Classifying the Information Flow Lifecycle of Variables - Mitigating Injection Attacks
In continuation of my strong inclination towards the effectiveness of having a secure coding framework used by developers compared to teaching secure coding to developers (esp. for non-software companies), here are some thoughts towards the effort of mitigating the injection attacks like cross-site scripting, SQL injection, OS injection etc.
The inspiration for this idea stems from my recent visit to an auto repair shop that wanted to perform a dye test to locate the exact valve that was leaking in my car and expanding on the talk by Brian Chess and Jacob West at Black Hat about Taint Propagation.
The lifecycle of any variable that is declared by an application code belongs to one of the following categories:
- The variable is set by the application code only and passed around within the application server itself and never leaves the server host; we will call this a "server side variable".
- The variable is set by the application code only and passed around to other server side components like a database server but never passed to a client browser; we will call this “multiple server side variable”.
- The variable is set by the application code only and can be passed around between a server and a client, with the intention that client never tampers the variable; we will call this a "server fixed variable".
- The variable is intended to be set by the client side and is passed around between a server and a client one or more times; we will call this a "client side variable".
In the above scenarios, we have identified four variable types based on the information flow or alternately identified 4 trust levels types of variables in an application code. Now, imagine a secure coding framework has the ability to identify these four variable types by setting them with a standard nomenclature that differentiates them from each other.
For example: A server fixed variable will always be declared with a tag "pi" in its name i.e. stringpi x or intpi y etc, or a client side variable will always be declared with a tag "sigma" in its name i.e. stringsigma x or intsigma y etc.

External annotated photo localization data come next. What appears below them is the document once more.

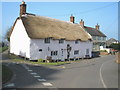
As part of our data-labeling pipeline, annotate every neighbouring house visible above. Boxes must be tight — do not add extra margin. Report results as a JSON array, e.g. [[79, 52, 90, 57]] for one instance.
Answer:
[[79, 19, 107, 57], [105, 38, 119, 54], [106, 38, 119, 47], [9, 1, 92, 61]]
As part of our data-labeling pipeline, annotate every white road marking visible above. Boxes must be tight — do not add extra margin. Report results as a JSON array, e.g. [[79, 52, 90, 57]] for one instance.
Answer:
[[12, 62, 16, 64], [16, 62, 19, 65], [21, 64, 29, 70], [100, 62, 107, 88], [42, 83, 53, 86], [4, 83, 15, 87], [38, 79, 46, 81], [28, 70, 32, 72], [30, 73, 37, 75], [34, 75, 41, 78], [34, 64, 39, 66]]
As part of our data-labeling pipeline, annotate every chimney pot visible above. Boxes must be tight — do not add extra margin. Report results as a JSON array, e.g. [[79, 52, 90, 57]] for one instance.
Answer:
[[80, 19, 84, 27], [20, 1, 27, 17], [95, 23, 100, 30]]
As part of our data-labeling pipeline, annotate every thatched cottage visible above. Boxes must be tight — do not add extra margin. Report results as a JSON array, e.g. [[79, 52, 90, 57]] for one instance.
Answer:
[[9, 1, 93, 61]]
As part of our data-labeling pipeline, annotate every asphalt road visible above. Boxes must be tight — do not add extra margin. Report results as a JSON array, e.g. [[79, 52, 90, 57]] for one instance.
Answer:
[[2, 54, 118, 89]]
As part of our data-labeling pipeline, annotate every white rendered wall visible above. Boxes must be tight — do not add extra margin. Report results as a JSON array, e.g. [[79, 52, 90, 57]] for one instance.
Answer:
[[10, 19, 30, 58], [30, 39, 92, 60]]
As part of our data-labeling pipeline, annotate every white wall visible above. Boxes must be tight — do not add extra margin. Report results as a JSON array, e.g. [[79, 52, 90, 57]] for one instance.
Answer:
[[10, 19, 92, 60], [100, 46, 110, 53], [10, 19, 30, 58], [30, 39, 92, 60]]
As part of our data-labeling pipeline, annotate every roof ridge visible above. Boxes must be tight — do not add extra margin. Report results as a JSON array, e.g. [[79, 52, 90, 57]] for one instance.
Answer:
[[23, 14, 76, 25]]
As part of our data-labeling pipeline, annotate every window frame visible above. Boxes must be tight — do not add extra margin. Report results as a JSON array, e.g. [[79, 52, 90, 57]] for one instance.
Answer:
[[75, 40, 79, 44], [51, 51, 58, 56], [44, 38, 50, 43], [59, 39, 64, 44], [74, 50, 79, 55], [86, 49, 89, 55]]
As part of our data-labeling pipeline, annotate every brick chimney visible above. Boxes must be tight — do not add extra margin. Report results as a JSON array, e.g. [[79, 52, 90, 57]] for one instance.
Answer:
[[95, 23, 100, 30], [80, 19, 84, 27], [70, 14, 75, 23], [20, 1, 27, 17]]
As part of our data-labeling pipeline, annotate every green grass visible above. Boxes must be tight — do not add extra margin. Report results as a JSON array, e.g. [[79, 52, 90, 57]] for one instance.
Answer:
[[2, 65, 13, 84], [10, 55, 83, 66], [9, 54, 22, 59], [0, 46, 8, 53], [12, 58, 69, 66], [31, 61, 67, 65]]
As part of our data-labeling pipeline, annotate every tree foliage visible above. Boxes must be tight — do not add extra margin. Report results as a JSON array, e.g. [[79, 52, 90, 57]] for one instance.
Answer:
[[5, 26, 12, 42], [109, 43, 120, 51]]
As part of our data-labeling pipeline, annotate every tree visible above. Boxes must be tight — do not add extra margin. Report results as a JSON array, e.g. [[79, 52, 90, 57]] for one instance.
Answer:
[[5, 26, 12, 42], [109, 43, 120, 51]]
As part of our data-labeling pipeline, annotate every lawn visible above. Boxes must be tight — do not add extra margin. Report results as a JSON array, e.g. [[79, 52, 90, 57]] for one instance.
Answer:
[[0, 46, 8, 53], [2, 65, 13, 84]]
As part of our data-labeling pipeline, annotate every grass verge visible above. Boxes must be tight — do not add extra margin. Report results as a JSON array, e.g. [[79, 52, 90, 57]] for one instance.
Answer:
[[10, 55, 83, 66], [12, 59, 69, 66], [0, 46, 8, 53], [2, 65, 13, 84]]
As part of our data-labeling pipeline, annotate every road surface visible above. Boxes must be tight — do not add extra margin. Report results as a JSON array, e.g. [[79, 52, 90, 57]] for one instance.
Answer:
[[2, 54, 118, 89]]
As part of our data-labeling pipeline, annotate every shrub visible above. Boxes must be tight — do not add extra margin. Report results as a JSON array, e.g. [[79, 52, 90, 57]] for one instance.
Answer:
[[38, 59, 43, 62], [100, 50, 107, 52]]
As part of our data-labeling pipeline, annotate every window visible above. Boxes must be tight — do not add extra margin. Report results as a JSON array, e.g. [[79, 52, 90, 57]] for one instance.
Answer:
[[75, 40, 79, 44], [51, 51, 58, 56], [39, 49, 42, 52], [98, 37, 102, 40], [59, 39, 64, 44], [74, 50, 79, 55], [45, 38, 50, 43], [86, 49, 89, 55], [103, 37, 106, 40], [92, 36, 96, 40]]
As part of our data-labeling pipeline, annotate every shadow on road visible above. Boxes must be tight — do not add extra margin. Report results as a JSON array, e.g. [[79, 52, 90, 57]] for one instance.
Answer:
[[2, 62, 61, 88]]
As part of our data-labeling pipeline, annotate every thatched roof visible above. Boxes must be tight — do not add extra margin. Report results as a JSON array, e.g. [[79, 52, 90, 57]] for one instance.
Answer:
[[11, 14, 92, 41], [84, 26, 106, 37]]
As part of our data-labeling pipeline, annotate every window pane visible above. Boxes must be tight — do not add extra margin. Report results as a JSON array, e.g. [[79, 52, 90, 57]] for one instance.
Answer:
[[75, 40, 79, 44], [59, 39, 64, 44], [74, 50, 79, 55], [45, 38, 50, 43]]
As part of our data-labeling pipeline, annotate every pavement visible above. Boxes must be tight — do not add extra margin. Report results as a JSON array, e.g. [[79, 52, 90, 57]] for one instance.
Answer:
[[1, 51, 119, 89]]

With this ability of a secure coding framework to classify variable type, one could apply specific input validation/output encoding technique depending on the variable type.
Lets say a client side variable maintains it tag for each and every operation that is performed on it right from when it is declared in an application code. Since it is a client side variable and hence a low trust variable, a regex check is applied to it for each operation.

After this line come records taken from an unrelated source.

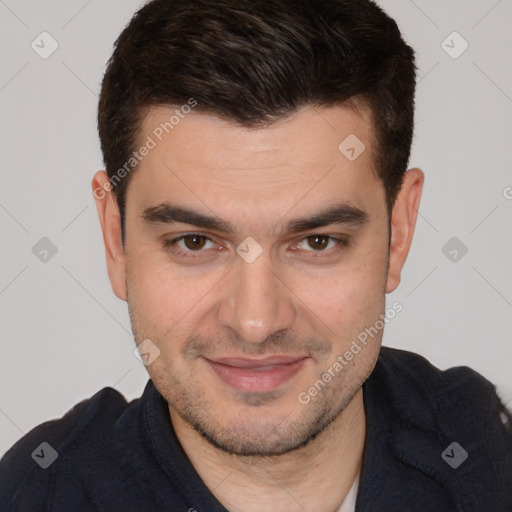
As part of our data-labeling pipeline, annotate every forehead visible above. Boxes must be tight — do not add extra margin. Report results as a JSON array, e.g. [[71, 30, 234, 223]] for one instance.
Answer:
[[139, 102, 374, 168], [127, 103, 384, 225]]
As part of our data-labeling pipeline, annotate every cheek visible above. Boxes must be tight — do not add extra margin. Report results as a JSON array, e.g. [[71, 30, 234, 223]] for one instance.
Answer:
[[126, 248, 224, 339], [291, 237, 388, 330]]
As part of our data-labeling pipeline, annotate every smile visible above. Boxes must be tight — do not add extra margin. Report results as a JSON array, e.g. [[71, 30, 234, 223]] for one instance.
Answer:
[[203, 356, 308, 393]]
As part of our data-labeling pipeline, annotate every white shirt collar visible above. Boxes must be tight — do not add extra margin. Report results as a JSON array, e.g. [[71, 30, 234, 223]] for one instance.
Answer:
[[336, 472, 359, 512]]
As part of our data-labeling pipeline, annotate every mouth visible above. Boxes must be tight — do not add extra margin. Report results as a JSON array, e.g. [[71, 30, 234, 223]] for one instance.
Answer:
[[203, 355, 309, 393]]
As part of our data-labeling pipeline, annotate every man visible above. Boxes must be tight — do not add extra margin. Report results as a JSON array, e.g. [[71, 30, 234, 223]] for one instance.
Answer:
[[1, 0, 510, 510]]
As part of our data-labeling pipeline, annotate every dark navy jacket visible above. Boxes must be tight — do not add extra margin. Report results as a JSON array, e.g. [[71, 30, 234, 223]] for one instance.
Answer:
[[1, 347, 511, 511]]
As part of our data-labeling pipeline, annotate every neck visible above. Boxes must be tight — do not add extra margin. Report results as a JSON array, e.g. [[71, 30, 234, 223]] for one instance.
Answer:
[[169, 388, 366, 512]]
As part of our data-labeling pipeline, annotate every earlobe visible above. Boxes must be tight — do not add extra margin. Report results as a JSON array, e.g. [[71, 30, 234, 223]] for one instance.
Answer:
[[385, 168, 424, 293], [91, 171, 128, 301]]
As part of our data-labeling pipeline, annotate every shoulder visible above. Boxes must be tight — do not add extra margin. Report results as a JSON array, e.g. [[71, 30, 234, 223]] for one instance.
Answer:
[[0, 387, 131, 511], [372, 347, 512, 495], [375, 346, 510, 419]]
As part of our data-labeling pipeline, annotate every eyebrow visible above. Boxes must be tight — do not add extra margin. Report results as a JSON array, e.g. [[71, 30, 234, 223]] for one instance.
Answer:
[[141, 202, 368, 235]]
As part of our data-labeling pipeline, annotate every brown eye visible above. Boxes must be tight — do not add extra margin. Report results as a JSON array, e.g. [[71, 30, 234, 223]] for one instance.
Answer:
[[293, 235, 348, 256], [306, 235, 330, 251], [183, 234, 208, 250], [162, 233, 219, 258]]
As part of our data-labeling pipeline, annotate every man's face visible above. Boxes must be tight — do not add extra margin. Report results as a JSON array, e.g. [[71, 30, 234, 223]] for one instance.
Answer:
[[118, 105, 392, 455]]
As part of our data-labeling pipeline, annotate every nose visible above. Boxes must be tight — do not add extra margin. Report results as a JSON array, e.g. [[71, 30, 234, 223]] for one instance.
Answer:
[[216, 252, 296, 345]]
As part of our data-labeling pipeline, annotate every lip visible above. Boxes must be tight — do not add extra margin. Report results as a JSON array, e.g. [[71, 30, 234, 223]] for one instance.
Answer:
[[204, 356, 308, 393]]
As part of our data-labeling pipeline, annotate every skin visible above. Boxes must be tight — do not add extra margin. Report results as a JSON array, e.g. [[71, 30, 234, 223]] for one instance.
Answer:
[[93, 104, 423, 512]]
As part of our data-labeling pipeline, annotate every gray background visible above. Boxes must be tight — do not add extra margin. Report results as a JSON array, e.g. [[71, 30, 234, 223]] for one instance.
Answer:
[[1, 0, 511, 456]]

Similarly, lets say a server side variable that never leaves the server and hence is a high trust variable a regex check is applied to it only during compile time of the application code.
For e.g. every time the stringpi is declared, operated upon, moved, copied etc. a specific input validation technique that is most optimal for that variable type is applied by the framework like regex, parameterization, white-list approach etc.
Similarly a client side variable might get applied to both input validation and output encoding to prevent, lets say, cross-site scripting attack. With this approach, we achieve a number of objectives for mitigation against injection attacks:
- No variable goes unobserved, since it can be traced through the standard nomenclature.
- As soon as a variable is operated upon, based on the variable type, a requisite input validation/output encoding technique is applied by the framework.
- The developers job gets easier since if he/she is working on an independent code that is a module for the master code, the variable type is identified and hence corresponding input validation / output encoding technique automatically gets applied through the framework.